Standing before this woman, you are childlike. Illiterate. Dumb. You've wasted her time. She will snort her disapproval, loud enough to make the other people at the stop look up, and stride to the other end of the platform, as far away from you and your helpless, hopeless foreignness as she can get.
The bus will arrive then, larger and noisier than you remember past buses being. Doors will fold open. Passengers will disembark. New passengers will step into the body of the wheezing, red beast. Doors will unfold shut. The bus will rumble away. And you'll still be standing at the bus stop. Red-faced, confused and small.
You'll hurry home, worried that if you slow down for even a second, someone will reach out and tap your soldier and ask you for something else in that baffling language. When you're safely inside your apartment, you'll press your back to the closed door and shut your eyes, grateful for this space that is entirely your own. Grateful for the English language and its universality. After a moment, you'll compose yourself and walk deeper into your apartment, shedding your coat and shoes. You'll empty your pockets onto the bookcase in your front hall: keys, wallet, phone, and a reusable shopping bag, which will fail to trigger your memory. Only later, after watching several back to back episodes of Friends and checking Facebook to Like photos of your cousin's four-year-old daughter playing in a fountain in your old hometown, will you remember the yellow onion.
It takes a calling out like this one to draw the honeymoon to a close. A reminder that the new city and country aren't entirely allies in your cause of adventure. They have an adversarial side.

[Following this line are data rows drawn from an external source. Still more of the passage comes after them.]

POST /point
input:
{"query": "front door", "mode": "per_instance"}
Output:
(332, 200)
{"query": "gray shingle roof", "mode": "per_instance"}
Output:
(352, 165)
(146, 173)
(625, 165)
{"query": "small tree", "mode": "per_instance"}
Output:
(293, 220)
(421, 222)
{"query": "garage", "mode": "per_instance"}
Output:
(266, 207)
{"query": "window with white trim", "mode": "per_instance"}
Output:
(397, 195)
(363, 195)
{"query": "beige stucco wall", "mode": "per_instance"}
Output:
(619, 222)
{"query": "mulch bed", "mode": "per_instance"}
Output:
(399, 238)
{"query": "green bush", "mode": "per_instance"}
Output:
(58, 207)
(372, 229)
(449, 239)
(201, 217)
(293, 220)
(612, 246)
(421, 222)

Recognizing your true descent toward culture shock crisis isn't easy at first. Occasional mistakes, like the first time you get good and lost or the first time you accidentally order pizza with shellfish on it, don't count, and probably won't trigger it. Because these things will be easy to blame on yourself, you'll blow by them. Learn the difference between Tøyen and Skøyen. Avoid the word blåskjell on the menu. Not until the problem you're faced with is rooted deep in foreign soil can the kind of exasperation and resentment build that will carry you down into that valley of disintegration.